ホワイトハウス西ウィングのNSC事務局に、暗号化された一通の内部通信が届いた。
発信元はペンタゴン、国防長官直属の特殊通信端末。本文に記載されたのは、たった一文だった。
「至急、国家安全保障会議の招集を要請する。議題は現地開示。対象は主要構成員全員。ALPHA RED優先度。」
ALPHA RED。核兵器、国家存続、または予測不能な超弩級インシデントを示す最高レベルの緊急コードだった。
誰もその意味を口にしなかった。だが、ホワイトハウスの空気は静かに変質し始めた。
首席補佐官への連絡は直ちに行われ、全関係閣僚・軍首脳部へ一斉に“出頭命令”が出された。
しかし、議題は一切不明。いつもの“ペーパー”すら用意されない。スクリーン資料もなし。
CIA長官、NSAサイバー統括官、国家情報長官、統合参謀本部議長——誰ひとり、理由を知らされていない。
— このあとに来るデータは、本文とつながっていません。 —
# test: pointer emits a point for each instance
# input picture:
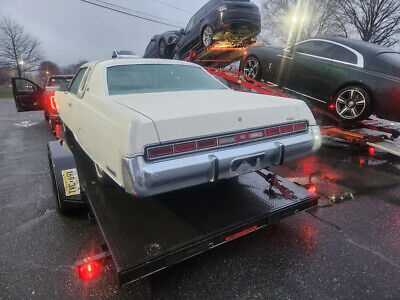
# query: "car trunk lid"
(183, 115)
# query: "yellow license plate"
(71, 182)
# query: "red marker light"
(371, 151)
(88, 271)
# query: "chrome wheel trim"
(251, 68)
(208, 36)
(350, 104)
(163, 47)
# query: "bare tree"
(18, 50)
(377, 21)
(292, 20)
午前3時台のホワイトハウス西棟には、ジャケットを着る間もなく車で駆けつけた数人の閣僚が静かに通されていった。
地下ブリーフィングルームの前には、すでに秘密裏に最新の妨害防止装置が設置され、出席者の端末はすべて回収されている。
「これは……何かが起きた後の呼び出しだ」
誰かがそう呟いた。だが応える者はいなかった。
03:45、定刻通り、扉は密閉された。
重たい沈黙の中、スクリーンがゆっくりと光を放ち始める。
そこに表示されたタイトルは、こうだった。
“OPERATION: GHOST CARRIER”
その瞬間、何人かが硬直し、誰かが椅子を軋ませた。
だが、それが何を意味するのか――まだ誰にもわかっていなかった。